# Dreams



## DiamondsandRust (Jan 21, 2014)

well, i been having dreams of my stbxw, sucks cause they usually about her living me for someone else. during wake time i'm already feeling better about the divorce, but dreams are so painful. when i wake up it takes me a while to snap back to reality. 

it sucks, cause I fell in love with this girl before i met my stbxw, and even though it was a bad break up with her, when i still dream of her the dreams are good and i feel good when i wake up. 

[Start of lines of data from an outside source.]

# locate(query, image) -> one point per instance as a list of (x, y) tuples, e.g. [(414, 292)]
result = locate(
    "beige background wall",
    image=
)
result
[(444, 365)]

i hope one day my dreams about my stbxw are gonna be good and when i wake up i will feel good too.


----------



## DiamondsandRust (Jan 21, 2014)

i guess so. it's weird cause the other girl before my stbxw, it was over 8 years ago. for some reason, the number 638 always pops in different places. but most of it, for some reason i always seem to look at the clock at 638. the 638 are the first numbers from her phone. lol
oddly enough the other day i got a toy car and the sticker number on it is 638. 

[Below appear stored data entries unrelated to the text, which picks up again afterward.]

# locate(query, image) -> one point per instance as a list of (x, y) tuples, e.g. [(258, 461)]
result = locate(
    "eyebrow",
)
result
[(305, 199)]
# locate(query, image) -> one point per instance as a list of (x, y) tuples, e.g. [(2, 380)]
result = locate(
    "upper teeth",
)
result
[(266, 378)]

i dream of her sometimes and it's always either i talk to her or i see her from a bit far away and when i'm getting close i wake up. 

i guess, i never really wanted to forget about her. but even though the dreams are not good, i wake up feeling good that i got to see her. 

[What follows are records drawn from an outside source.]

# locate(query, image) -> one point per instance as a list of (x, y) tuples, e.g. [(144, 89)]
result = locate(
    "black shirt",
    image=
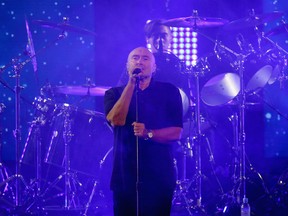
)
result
[(159, 106)]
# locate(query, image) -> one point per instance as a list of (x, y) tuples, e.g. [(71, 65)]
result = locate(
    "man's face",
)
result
[(161, 33), (141, 58)]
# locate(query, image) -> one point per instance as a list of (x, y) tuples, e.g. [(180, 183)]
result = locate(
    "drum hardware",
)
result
[(35, 129), (241, 91), (252, 20), (278, 30), (194, 74), (281, 65), (70, 178), (195, 21), (81, 90), (64, 26), (96, 182)]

but with my stbxw it has always been the same for a while now, the dreams didnt just start now after the separation. The dreams have been going on for years now. always her leaving. 

oddly enough when i was younger, i saw myself driving a white car. then losing control and crashing very bad. car got destroyed but somehow i was fine. few years later, i was driving a white car and got in a head collision and my car was destroyed but i walked out of with no injuries.


----------